To be effective, concept definitions must not be ambiguous.
- A stakeholder who becomes familiar with the SDTM root variables and their definitions should understand their meaning in all IG domains.
- Implementers of IG domains know which variables to use.
- Users of IG domains know where to find data.
- Users of standardized study data should be able to find data without having to understand study-specific data collections or conventions.
Every data element (i.e., clinical study data element, nonclinical endpoint) should have a clear definition to achieve semantic standardization.
- A clinical study data element is a single observation associated with a subject in a clinical study. A data element in an eCRF represents the smallest unit of observation captured for a subject in a clinical investigation (C142437). Examples include birth date, white blood cell count, pain severity measure, and other clinical observations made and documented during a study.
- A nonclinical endpoint is a defined variable intended to reflect an outcome of interest that is analyzed to address a particular research question.
To be effective, concept definitions must not be ambiguous.
- A stakeholder who becomes familiar with CDISC Controlled Terminology should understand the meaning of a value within a record.
- Implementers of IG domains know what values to represent.
- Users of IG domains know what values they will find in the data.
A defined concept (i.e., clinical study data element, nonclinical endpoint) should be represented in the same domain.
Consistency and predictability in the data representation aid in both the development and the review process.
- Data are easy to find using SDTMIG domain definitions, assumptions, and examples.
- Users of standardized study data should be able to find data without having to understand study-specific data collections or conventions.

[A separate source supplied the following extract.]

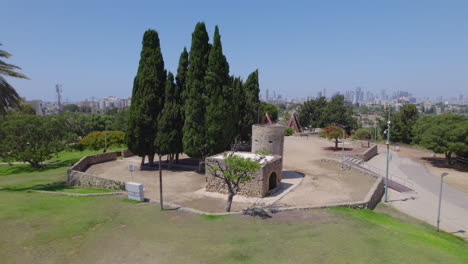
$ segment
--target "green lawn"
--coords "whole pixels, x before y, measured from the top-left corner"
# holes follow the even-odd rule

SDTM domains represent collected or received data that have been standardized to facilitate review and reporting. Standardization must not change the original meaning of the data.
Review is easier and more meaningful when data are in standardized format.
- Facilitates comparison of data collected in different formats
- Supports simple analyses using SDTM datasets
Be mindful of the impact of modeling changes to the user community. Minimize unnecessary or unproductive changes.
Change is costly and disruptive for end users, though some changes are necessary to correct an error/problem or to evolve the standard.